Environment:
- Controller: openziti/ziti-controller:2.0.0-pre6 (Docker)
- Router: openziti/ziti-router:2.0.0-pre6 (Docker)
- SDK clients: ziti-edge-tunnel v1.11.1 (Windows, latest stable) + ziti-sdk-c on Linux hosts
- Deployment: Single controller, single router, ~700 services/terminators
Problem:
After upgrading from v2.0.0-pre3 to v2.0.0-pre6, all terminators (~700) are created successfully on router startup, but are systematically deleted
approximately 12 minutes later, leaving only ~23 terminators. This cycle repeats on every router restart.
Root cause analysis:
Through log analysis, we identified the following sequence:
- Router starts and creates ~730 terminators as expected
- Router sends post-create inspect requests (message type 60799) to SDK clients for each terminator
- SDK clients (ziti-edge-tunnel v1.11.1 / ziti-sdk-c) advertise SupportsInspectHeader=true in their bind requests, but do not understand or handle message
type 60799 - Router logs confirm the SDK clients drop the messages: "dropped message. type [60799]"
- After ~10 minutes + 3 retries (hardcoded in hostedServiceRegistry.evaluatePostCreateInspects), the router marks all terminators as state=3 (deleting) with
reason: "post-create inspect timed out" - Router batch-deletes all terminators via evaluateDeleteQueue / RemoveTerminatorsRateLimited
- Result: ~700 terminators deleted, services become unreachable
Relevant log entries:
Router (inspect timeout triggering deletion):
"msg":"post-create inspect: timed out waiting for response, closing terminator"
"msg":"updated state","newState":3,"oldState":2,"reason":"post-create inspect timed out"

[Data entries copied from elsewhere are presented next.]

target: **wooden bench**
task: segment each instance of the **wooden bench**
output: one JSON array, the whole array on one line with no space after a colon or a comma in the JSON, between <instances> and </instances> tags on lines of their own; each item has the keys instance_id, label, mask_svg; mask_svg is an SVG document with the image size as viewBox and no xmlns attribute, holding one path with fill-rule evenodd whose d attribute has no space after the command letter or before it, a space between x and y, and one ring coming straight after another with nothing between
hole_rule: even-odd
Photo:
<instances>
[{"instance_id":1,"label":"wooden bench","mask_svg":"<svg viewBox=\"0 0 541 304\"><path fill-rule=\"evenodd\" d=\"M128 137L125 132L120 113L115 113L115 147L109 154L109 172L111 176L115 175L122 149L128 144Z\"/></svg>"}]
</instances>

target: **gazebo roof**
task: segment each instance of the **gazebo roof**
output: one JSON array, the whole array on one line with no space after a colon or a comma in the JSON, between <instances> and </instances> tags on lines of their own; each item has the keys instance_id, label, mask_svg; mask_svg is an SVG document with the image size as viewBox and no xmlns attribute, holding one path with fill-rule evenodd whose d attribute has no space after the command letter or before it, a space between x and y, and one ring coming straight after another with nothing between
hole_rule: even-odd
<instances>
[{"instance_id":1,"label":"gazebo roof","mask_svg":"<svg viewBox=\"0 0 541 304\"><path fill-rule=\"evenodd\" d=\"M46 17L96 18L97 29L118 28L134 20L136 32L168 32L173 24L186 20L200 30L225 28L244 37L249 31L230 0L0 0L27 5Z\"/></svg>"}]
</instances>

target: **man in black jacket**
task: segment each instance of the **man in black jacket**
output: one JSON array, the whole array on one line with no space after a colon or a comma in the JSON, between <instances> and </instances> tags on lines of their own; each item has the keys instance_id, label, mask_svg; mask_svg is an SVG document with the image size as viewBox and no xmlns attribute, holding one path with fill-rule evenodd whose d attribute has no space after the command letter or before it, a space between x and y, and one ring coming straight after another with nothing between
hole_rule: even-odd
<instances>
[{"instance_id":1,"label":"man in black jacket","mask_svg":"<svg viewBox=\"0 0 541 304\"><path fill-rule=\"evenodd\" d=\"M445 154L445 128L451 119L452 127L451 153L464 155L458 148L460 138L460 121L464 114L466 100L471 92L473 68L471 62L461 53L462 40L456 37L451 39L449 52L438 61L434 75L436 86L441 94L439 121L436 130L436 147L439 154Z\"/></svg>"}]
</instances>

Router (SDK clients dropping inspect messages):
"msg":"dropped message. type [60799], sequence [98], replyFor [97]"
Controller (router requesting batch deletions):
"msg":"removed terminators","routerId":"8SGqhnW74C","terminatorIds":["...50 IDs..."]
Timeline from logs (per restart cycle):
- T+0min: Router starts, ~730 terminators created
- T+12min: evaluatePostCreateInspects times out, all terminators moved to state=3
- T+12min: evaluateDeleteQueue batch-deletes all terminators
- T+12min+: Only ~23 terminators remain (those from the router's own built-in tunneler or non-inspect sources)
Impact:
All services hosted by SDK-based tunnelers become unreachable. The issue is self-perpetuating — restarting the router temporarily restores service for ~12
minutes before the cycle repeats.
Workaround:
Rolling the router back to v2.0.0-pre3 resolves the issue, as pre3 does not include the post-create inspect feature.
Suggestion:
The post-create inspect feature appears to be incompatible with the current stable SDK release (ziti-edge-tunnel v1.11.1 / ziti-sdk-c 1.11.4). Possible
fixes:
- Make post-create inspect timeout behavior configurable (disable or extend timeout)
- Fall back gracefully when inspect response is not received (keep terminator alive instead of deleting)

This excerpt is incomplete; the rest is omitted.